The good news is, Python offers a whole slew of packages you can use to profile your applications and learn where it’s slowest. These tools range from simple one-liners included with the standard library to sophisticated frameworks for gathering stats from running applications. Here I cover nine of the most significant, most of which run cross-platform and are readily available either in PyPI or in Python’s standard library.
Time and Timeit
Sometimes all you need is a stopwatch. If all you’re doing is profiling the time between two snippets of code that take seconds or minutes on end to run, then a stopwatch will more than suffice.
The Python standard library comes with two functions that work as stopwatches. The Time module has the perf_counter
function, which calls on the operating system’s high-resolution timer to obtain an arbitrary timestamp. Call time.perf_counter
once before an action, once after, and obtain the difference between the two. This gives you an unobtrusive, low-overhead—if also unsophisticated—way to time code.
The Timeit module attempts to perform something like actual benchmarking on Python code. The timeit.timeit
function takes a code snippet, runs it many times (the default is 1 million passes), and obtains the total time required to do so. It’s best used to determine how a single operation or function call performs in a tight loop—for instance, if you want to determine if a list comprehension or a conventional list construction will be faster for something done many times over. (List comprehensions usually win.)
The downside of Time is that it’s nothing more than a stopwatch, and the downside of Timeit is that its main use case is microbenchmarks on individual lines or blocks of code. These modules only work if you’re dealing with code in isolation. Neither one suffices for whole-program analysis—finding out where in the thousands of lines of code your program spends most of its time.
cProfile
The Python standard library also comes with a whole-program analysis profiler, cProfile. When run, cProfile traces every function call in your program and generates a list of which functions were called most often and how long the calls took on average.
cProfile has three big strengths. One, it’s included with the standard library, so it’s available even in a stock Python installation. Two, it profiles a number of different statistics about call behavior—for instance, it separates out the time spent in a function call’s own instructions from the time spent by all the other calls invoked by the function. This lets you determine whether a function is slow itself or it’s calling other functions that are slow.
Three, and perhaps best of all, you can constrain cProfile freely.
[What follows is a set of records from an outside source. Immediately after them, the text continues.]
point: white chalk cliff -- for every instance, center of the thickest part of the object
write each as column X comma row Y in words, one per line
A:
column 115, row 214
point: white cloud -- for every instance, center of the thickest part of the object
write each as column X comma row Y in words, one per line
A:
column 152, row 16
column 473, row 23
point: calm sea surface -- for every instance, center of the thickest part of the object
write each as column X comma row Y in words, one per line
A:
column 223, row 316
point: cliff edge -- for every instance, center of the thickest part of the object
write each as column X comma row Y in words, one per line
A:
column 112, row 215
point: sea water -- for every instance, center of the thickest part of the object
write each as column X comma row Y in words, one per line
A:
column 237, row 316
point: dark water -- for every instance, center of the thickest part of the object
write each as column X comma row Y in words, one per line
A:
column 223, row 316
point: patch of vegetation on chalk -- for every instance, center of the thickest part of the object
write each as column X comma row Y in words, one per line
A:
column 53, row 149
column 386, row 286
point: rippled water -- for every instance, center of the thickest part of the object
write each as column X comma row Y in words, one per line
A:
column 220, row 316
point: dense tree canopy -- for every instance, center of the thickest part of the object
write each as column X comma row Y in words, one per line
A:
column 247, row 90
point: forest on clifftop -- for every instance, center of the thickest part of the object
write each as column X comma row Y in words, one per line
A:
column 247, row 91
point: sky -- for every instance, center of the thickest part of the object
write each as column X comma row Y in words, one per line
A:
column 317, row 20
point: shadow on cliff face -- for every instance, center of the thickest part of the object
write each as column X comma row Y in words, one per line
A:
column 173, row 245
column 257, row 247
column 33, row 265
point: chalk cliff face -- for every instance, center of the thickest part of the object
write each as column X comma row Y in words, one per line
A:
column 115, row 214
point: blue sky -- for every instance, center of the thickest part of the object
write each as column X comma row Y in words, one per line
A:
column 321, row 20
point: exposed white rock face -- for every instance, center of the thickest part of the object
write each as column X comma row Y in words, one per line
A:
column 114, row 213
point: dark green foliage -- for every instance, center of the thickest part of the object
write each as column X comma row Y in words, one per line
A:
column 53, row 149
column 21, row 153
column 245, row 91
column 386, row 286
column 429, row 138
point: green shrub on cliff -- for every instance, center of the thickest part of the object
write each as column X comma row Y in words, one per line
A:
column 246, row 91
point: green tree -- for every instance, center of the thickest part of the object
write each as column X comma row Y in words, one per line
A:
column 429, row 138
You can sample a whole program’s run, or you can toggle profiling on only when a select function runs, the better to focus on what that function is doing and what it is calling. This approach works best only after you’ve narrowed things down a bit, but saves you the trouble of having to wade through the noise of a full profile trace.
Which brings us to the first of cProfile’s drawbacks: It generates a lot of statistics by default. Trying to find the right needle in all that hay can be overwhelming. The other drawback is cProfile’s execution model: It traps every single function call, creating a significant amount of overhead. That makes cProfile unsuitable for profiling apps in production with live data, but perfectly fine for profiling them during development.
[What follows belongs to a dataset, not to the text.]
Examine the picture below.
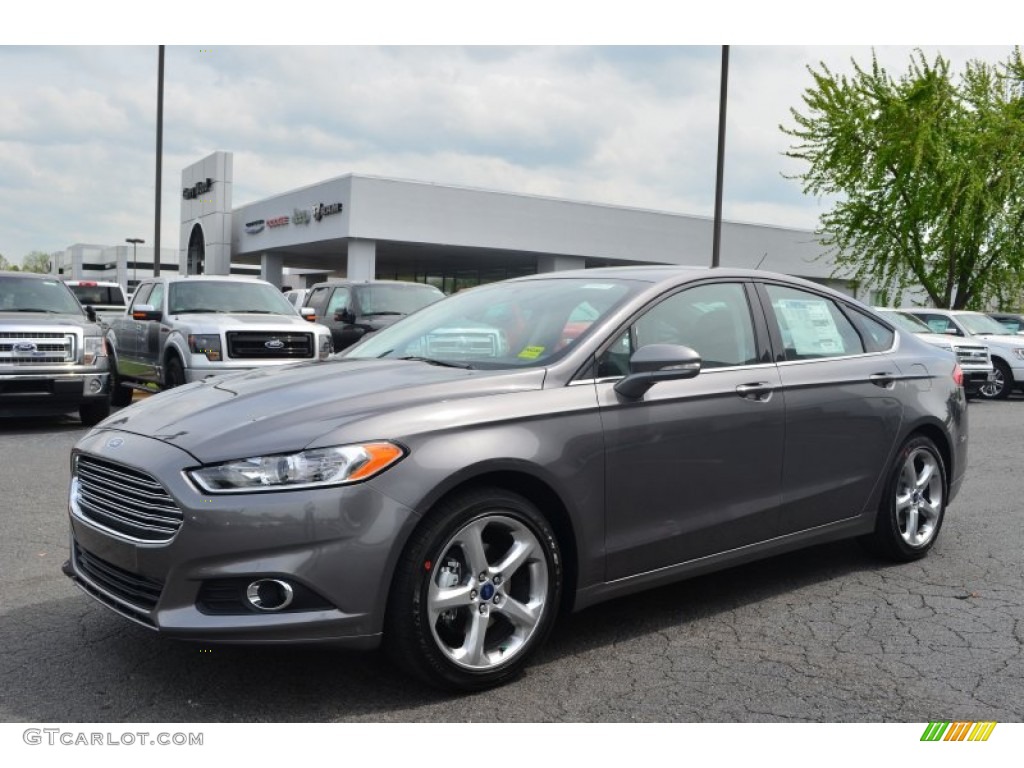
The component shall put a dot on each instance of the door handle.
(760, 391)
For a more detailed rundown of cProfile, see our separate article.
FunctionTrace
FunctionTrace works like cProfile in its general outlines: You pass it the name of the script you want to profile, without having to add instrumentation to the code, and it generates a detailed trace of function calls and memory usage over time. FunctionTrace also handles multithreaded/multiprocess applications without your having to do anything extra. See this article for the technical details behind how FunctionTrace works.
Like cProfile, FunctionTrace does not use sampling; every action is recorded. The profiling components are written in Rust for speed. FunctionTrace’s developers claim the profiling overhead imposed on applications is less than 10%.
Trace data is saved in JSON format, so you can in theory use any application to parse it. But FunctionTrace’s big advantage is that it uses the Firefox Profiler—which will run in any JavaScript-enabled browser, not just Firefox—to render the results to an interactive graph.
Note that FunctionTrace’s profiling components are not yet available on Windows; profiling can only be performed on Linux or Mac systems.